DeAccountantskamer legt aan betrokkene de maatregel van berisping op. Betrokkene was als kwaliteitsbepaler van het kantoor verantwoordelijk voor een correcte medewerking aan de kantoortoetsing. In feite heeft betrokkene klaagster wat betreft de OKB aan het lijntje gehouden. Toen betrokkene eenmaal had besloten dat hij geen OKB zou laten uitvoeren, had hij die beslissing aan klaagster moeten meedelen. De Accountantskamer weegt mee dat betrokkene zijn beroepsorganisatie niet juist heeft ingelicht. De Accountantskamer heeft in het voordeel van betrokkene laten meewegen dat de toetser, behoudens de ontbrekende OKB, geen tekortkomingen heeft aangetroffen in de getoetste dossiers en dat betrokkene in de 49 jaar dat hij werkzaam is niet eerder een tuchtklacht heeft gehad.

6. De beslissing

De Accountantskamer:

  • verklaart de klacht gegrond;
  • legt aan betrokkene op de maatregel van berisping;
  • verstaat dat de AFM en de voorzitter van de NBA na het onherroepelijk worden van deze uitspraak én de uitvaardiging van een last tot tenuitvoerlegging door de voorzitter van de Accountantskamer, zorgen voor opname van deze tuchtrechtelijke maatregel in de registers, voor zover betrokkene daarin is of was ingeschreven.

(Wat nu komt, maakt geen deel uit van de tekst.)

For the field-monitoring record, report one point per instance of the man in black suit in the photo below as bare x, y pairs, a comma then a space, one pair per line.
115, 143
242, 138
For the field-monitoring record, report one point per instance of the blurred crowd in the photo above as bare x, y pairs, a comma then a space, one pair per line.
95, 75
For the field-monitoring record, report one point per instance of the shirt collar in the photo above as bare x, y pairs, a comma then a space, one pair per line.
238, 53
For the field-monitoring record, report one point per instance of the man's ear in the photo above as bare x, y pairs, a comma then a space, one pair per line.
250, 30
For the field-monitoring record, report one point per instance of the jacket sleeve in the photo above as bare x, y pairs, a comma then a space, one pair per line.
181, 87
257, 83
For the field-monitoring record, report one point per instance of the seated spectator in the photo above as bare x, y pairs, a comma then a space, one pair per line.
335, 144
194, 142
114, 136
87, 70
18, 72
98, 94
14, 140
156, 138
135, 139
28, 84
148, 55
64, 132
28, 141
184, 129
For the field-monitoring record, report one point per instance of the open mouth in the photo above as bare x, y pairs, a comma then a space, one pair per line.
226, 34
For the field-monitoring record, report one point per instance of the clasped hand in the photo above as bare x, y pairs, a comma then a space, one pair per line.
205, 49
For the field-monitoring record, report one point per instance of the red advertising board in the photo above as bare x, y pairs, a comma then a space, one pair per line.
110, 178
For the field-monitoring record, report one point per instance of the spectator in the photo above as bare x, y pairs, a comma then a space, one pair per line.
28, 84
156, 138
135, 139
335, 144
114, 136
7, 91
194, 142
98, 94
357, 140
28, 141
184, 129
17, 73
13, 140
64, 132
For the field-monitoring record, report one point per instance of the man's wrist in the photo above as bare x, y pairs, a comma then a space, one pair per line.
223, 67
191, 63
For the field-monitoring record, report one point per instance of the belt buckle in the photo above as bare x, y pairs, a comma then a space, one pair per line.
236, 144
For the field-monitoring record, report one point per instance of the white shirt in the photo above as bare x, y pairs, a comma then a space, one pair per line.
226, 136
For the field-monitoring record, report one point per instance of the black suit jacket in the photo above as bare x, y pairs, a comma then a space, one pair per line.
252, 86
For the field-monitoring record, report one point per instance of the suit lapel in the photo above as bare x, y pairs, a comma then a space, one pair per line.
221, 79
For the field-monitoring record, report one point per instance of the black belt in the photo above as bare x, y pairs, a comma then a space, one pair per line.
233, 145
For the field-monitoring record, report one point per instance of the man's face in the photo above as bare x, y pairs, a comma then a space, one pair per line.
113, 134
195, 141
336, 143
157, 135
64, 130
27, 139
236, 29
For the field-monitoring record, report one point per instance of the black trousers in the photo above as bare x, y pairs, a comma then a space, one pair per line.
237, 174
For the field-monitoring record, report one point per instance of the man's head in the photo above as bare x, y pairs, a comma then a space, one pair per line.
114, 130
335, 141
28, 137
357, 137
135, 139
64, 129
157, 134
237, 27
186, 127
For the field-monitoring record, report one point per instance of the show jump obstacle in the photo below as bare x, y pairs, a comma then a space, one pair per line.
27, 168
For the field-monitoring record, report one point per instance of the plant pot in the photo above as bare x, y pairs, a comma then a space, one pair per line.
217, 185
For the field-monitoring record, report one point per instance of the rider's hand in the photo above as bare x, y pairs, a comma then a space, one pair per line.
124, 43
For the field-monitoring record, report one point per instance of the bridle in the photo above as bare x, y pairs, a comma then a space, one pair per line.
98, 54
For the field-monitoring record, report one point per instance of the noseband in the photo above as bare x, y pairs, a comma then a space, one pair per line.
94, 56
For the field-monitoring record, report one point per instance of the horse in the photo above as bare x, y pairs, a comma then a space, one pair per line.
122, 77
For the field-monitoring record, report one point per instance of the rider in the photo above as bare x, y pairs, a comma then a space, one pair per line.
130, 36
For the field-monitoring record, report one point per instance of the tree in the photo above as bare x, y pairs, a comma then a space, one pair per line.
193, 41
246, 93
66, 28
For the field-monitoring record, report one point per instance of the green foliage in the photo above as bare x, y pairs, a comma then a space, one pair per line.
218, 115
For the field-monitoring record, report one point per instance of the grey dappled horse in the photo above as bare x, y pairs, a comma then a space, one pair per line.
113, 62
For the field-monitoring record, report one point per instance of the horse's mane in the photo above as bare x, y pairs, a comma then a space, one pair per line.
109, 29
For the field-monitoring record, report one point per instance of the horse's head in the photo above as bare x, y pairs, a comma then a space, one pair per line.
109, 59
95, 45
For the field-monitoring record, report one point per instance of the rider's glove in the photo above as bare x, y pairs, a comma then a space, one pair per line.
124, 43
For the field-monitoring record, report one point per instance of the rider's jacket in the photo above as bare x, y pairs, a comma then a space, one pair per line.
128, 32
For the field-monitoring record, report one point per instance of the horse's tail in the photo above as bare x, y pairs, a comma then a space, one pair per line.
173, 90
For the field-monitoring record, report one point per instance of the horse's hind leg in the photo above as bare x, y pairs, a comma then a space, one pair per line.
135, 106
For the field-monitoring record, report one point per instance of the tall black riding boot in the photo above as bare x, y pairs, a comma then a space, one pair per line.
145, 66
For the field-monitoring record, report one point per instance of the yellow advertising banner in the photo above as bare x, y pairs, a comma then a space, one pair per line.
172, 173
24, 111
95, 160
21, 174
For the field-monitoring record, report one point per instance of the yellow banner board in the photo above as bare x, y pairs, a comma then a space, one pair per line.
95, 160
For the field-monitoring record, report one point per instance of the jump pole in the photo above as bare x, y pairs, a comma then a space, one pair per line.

Aldus beslist door mr. C.H. de Haan, voorzitter, mr. J.N. Bartels en mr. I.F. Clement (rechterlijke leden) en mr. drs. J.B. Backhuijs RA en A.M. Janssen AA (accountantsleden), in aanwezigheid van mr. C.J.H. Terwal, secretaris, en uitgesproken in het openbaar op 31 januari 2025.

_________ __________

secretaris voorzitter

Deze uitspraak is aan partijen verzonden op:_____________________________

Op grond van artikel 43 Wtra kan tegen deze uitspraak binnen 6 weken na de dag van verzending daarvan hoger beroep worden ingesteld door middel van het indienen van een beroepschrift bij het College van Beroep voor het bedrijfsleven (adres: Postbus 20021, 2500 EA Den Haag). Het beroepschrift moet de gronden van het beroep bevatten en moet zijn ondertekend.